Teatro che riparte da Dove ci sei tu

Allestita in prima nazionale ed europea al 56esimo festival di Borgio Verezzi Dove ci sei tu è una commedia scoppiettante che rallegra e al tempo stesso commuove. Le sorelle Glenda (Fabrizia Sacchi) e Suzanne (Gaia de Laurentiis) vivono in una tranquilla fattoria sull’isola di Manitoulin, in Canada, mantenendosi con la vendita delle loro famosissime marmellate.

Due personaggi diversi

Sono due personaggi diametralmente opposti: la prima è una compita e apparentemente seriosa donna di campagna, mentre la seconda è uno spirito libero che manifesta di continuo la sua voglia di divertirsi ancora. Le loro solite preoccupazioni, come quella di spiare il prestante e giovanissimo vicino veterinario (Alessandro Blasioli) e il prepararsi per la visita della figlia adulta di Suzanne, Beth (Cecilia Guzzardi), sono complicate da un segreto che le sorelle non possono più nascondere.

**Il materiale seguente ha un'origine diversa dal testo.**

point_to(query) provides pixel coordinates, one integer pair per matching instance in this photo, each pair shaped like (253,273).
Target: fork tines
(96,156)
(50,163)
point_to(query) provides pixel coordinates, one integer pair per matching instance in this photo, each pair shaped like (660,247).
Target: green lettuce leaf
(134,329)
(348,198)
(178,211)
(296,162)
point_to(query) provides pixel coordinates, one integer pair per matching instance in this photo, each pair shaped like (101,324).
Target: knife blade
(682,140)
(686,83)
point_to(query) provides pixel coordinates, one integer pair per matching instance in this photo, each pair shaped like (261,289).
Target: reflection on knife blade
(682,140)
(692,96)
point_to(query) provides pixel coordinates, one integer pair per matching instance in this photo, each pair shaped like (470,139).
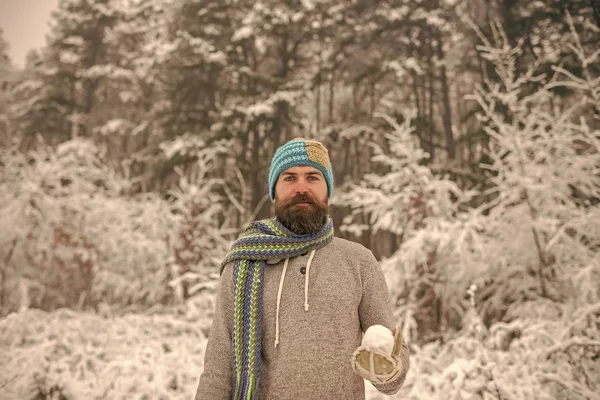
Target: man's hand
(375,366)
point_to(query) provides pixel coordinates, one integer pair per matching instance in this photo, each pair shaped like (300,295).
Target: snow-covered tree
(531,251)
(6,77)
(76,237)
(58,97)
(423,212)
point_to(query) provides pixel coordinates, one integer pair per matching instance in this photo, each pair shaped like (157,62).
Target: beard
(302,220)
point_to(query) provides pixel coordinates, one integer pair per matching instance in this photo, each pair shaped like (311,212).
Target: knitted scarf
(262,240)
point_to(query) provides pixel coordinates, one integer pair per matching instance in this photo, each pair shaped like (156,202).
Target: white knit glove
(377,359)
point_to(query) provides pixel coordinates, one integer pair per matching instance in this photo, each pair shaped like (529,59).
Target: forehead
(301,170)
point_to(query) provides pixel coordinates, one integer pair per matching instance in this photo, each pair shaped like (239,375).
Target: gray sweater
(324,310)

Anche Beth ha un segreto che ha tenuto nascosto a lungo alla madre, con la quale ha un rapporto burrascoso, e alla zia. Per le tre donne sarà il momento della verità. Per venire a patti con sé stesse, con le proprie fragilità.

Cartellone ricco di commedie, thriller e spettacoli per famiglie

La programmazione del Teatro Ciak proseguirà con un cartellone ricco di commedie emozionanti, thriller avvincenti, spettacoli per famiglie passando per la musica e lasciando spazio ai giovani talenti. «Ho accolto davvero con molto interesse l’invito a condividere la conduzione artistica del bel Teatro di Via Cassia», commenta Mariano Rigillo. «Lo conosco bene – continua – sia per averci recitato sia per averlo frequentato come spettatore e mi sono sempre trovato benissimo, in entrambi i casi. Quando un Teatro serve gioiosamente l’attore e lo spettatore, cosa gli si può chiedere di più? Soltanto di essere sempre all’altezza del compito! E naturalmente è in questo che noi ci impegneremo, con sempre più dedizione ed entusiasmo».